Per il primo Iftar, la mia famiglia avrà Musakhan, un piatto palestinese fatto di pollo, pane Saj e molta cipolla. Sappiamo di essere tra i fortunati. La stragrande maggioranza delle persone a Gaza non può permettersi il pollo fresco che è riapparso nei mercati al doppio del prezzo prebellico.
Ma un IFtar ricco e tradizionale non è l’unica cosa che mancherà dai tavoli del Ramadan a Gaza.

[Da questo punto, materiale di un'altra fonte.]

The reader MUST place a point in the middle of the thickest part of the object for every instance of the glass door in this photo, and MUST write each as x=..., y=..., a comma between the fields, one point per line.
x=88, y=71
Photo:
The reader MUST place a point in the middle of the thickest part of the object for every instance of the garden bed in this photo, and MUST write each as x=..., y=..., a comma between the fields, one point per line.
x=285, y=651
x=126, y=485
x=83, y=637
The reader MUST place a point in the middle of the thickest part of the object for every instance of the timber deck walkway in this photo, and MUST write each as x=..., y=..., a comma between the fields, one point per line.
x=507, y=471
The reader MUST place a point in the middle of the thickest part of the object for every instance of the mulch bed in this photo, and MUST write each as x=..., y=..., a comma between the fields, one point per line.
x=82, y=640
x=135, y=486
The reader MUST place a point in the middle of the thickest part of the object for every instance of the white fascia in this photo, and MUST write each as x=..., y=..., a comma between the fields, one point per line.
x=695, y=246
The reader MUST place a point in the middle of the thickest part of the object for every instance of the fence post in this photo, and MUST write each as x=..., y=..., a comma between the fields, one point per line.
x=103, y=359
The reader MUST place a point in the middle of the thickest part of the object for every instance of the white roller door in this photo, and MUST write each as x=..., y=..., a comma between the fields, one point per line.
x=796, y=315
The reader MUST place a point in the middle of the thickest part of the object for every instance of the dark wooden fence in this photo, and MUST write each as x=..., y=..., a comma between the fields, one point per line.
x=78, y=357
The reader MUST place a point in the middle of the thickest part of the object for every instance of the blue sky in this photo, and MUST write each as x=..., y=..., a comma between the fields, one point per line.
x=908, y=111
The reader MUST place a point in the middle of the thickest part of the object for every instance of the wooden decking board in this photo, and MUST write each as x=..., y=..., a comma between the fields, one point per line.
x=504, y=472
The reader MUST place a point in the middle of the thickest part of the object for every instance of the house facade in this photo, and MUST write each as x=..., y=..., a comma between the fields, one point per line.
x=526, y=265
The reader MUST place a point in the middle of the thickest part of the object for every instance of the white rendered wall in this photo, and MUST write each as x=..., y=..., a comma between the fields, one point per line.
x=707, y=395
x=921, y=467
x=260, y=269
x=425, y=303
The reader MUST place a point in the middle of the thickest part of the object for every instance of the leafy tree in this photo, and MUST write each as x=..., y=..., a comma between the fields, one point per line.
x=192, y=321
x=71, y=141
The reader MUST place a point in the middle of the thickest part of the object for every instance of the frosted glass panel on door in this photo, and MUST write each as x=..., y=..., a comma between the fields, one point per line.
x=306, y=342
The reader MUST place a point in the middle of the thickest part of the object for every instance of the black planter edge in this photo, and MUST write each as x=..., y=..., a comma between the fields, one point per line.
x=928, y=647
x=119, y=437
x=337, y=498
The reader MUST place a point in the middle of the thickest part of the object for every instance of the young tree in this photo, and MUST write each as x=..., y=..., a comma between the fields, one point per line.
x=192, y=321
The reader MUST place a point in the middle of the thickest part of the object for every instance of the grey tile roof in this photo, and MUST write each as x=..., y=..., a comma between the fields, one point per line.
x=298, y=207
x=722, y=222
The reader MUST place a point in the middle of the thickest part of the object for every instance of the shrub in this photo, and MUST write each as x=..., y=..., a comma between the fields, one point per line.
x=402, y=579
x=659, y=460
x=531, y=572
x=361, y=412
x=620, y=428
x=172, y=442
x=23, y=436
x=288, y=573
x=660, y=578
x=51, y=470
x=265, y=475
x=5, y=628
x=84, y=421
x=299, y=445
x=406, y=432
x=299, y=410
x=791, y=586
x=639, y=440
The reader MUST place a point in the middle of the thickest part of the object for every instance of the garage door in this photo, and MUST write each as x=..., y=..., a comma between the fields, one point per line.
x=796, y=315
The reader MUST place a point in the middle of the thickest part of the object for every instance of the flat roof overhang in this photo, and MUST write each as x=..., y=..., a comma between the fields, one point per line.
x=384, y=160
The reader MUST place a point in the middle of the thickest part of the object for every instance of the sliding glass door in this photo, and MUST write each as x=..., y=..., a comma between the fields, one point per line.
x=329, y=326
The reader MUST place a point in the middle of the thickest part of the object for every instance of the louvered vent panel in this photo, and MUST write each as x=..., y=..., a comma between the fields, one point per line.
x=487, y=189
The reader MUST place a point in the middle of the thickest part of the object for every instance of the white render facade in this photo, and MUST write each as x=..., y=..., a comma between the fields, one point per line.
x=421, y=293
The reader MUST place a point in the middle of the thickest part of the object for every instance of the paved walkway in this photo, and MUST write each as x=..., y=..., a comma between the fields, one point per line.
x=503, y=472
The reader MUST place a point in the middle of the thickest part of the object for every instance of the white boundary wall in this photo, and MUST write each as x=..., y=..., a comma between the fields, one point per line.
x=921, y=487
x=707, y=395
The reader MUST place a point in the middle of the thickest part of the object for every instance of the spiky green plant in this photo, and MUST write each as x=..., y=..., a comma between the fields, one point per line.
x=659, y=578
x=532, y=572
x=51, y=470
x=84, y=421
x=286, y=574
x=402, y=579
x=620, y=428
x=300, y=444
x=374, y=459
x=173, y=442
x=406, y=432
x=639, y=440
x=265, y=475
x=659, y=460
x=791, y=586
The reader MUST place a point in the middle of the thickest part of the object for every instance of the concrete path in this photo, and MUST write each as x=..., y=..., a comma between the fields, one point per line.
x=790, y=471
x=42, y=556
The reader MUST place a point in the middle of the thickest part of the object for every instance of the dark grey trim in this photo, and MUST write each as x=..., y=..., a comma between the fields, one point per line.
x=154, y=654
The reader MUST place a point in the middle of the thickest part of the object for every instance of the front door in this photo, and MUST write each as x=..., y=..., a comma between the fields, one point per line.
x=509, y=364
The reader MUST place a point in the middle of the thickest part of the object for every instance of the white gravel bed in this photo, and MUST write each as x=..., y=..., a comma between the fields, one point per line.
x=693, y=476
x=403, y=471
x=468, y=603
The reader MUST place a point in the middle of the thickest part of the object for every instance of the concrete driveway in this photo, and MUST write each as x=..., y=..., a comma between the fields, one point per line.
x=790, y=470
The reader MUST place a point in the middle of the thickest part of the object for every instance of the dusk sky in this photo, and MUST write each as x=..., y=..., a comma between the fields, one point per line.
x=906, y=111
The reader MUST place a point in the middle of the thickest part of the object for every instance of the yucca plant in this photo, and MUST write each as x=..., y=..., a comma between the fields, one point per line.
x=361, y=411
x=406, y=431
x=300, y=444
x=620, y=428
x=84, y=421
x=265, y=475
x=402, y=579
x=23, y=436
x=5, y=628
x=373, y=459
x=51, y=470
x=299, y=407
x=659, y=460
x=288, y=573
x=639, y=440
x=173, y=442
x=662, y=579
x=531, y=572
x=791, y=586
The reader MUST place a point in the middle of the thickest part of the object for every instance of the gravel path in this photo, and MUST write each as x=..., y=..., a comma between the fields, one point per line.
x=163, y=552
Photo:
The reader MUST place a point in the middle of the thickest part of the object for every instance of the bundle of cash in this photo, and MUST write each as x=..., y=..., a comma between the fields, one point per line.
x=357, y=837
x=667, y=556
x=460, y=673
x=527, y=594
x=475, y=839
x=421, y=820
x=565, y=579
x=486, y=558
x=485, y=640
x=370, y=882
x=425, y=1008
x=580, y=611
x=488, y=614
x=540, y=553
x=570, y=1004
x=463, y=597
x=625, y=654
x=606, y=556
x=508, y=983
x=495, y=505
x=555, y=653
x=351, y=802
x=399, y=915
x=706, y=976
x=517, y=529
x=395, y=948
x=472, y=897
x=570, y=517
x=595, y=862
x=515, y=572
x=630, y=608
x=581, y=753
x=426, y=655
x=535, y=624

Più di 48.000 persone sono state uccise durante la guerra. Intere famiglie sono state cancellate dal registro civile e non osserveranno il Ramadan quest’anno. A così tanti tavoli Iftar, ci sarà un posto vuoto: un padre la cui voce che chiami i suoi figli al tavolo non verrà mai più ascoltato, un figlio la cui impazienza di rompere il suo digiuno non sarà mai più visto o una madre le cui mani abili non prepareranno mai più cibo delizioso.
Anch’io ho perso le persone che amo. Il marito di mia zia che ci invitava per Iftar ogni anno era brutalmente ucciso. I miei amici Shaima, Lina e Roaa che incontravo alla moschea dopo la preghiera di Tarawih erano tutti martirizzati.

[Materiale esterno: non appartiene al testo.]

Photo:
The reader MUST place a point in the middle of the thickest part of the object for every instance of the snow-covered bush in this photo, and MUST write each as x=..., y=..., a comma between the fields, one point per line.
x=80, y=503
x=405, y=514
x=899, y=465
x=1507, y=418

Lo spirito festivo è sparito, ma il nucleo di Ramadan è qui. Questo mese è un’opportunità per allontanarsi dalle distrazioni e dalle preoccupazioni della vita ordinaria e riconnettersi con la nostra fede. È un momento di perdono. È il momento di cercare vicinanza a Dio e alla resilienza spirituale.
Le nostre moschee potrebbero essere state distrutte, ma la nostra fede non è stata spezzata. Faremo ancora Tarawih in case e tende a metà disturbi, sussurrando tutti i nostri desideri a Dua’a e chiedendo conforto nel recitare il Corano, sapendo che Allah ci ricompenserà per tutte le sofferenze che abbiamo sopportato.
Le opinioni espresse in questo articolo sono la stessa dell’autore e non riflettono necessariamente la posizione editoriale di Oltre La Linea.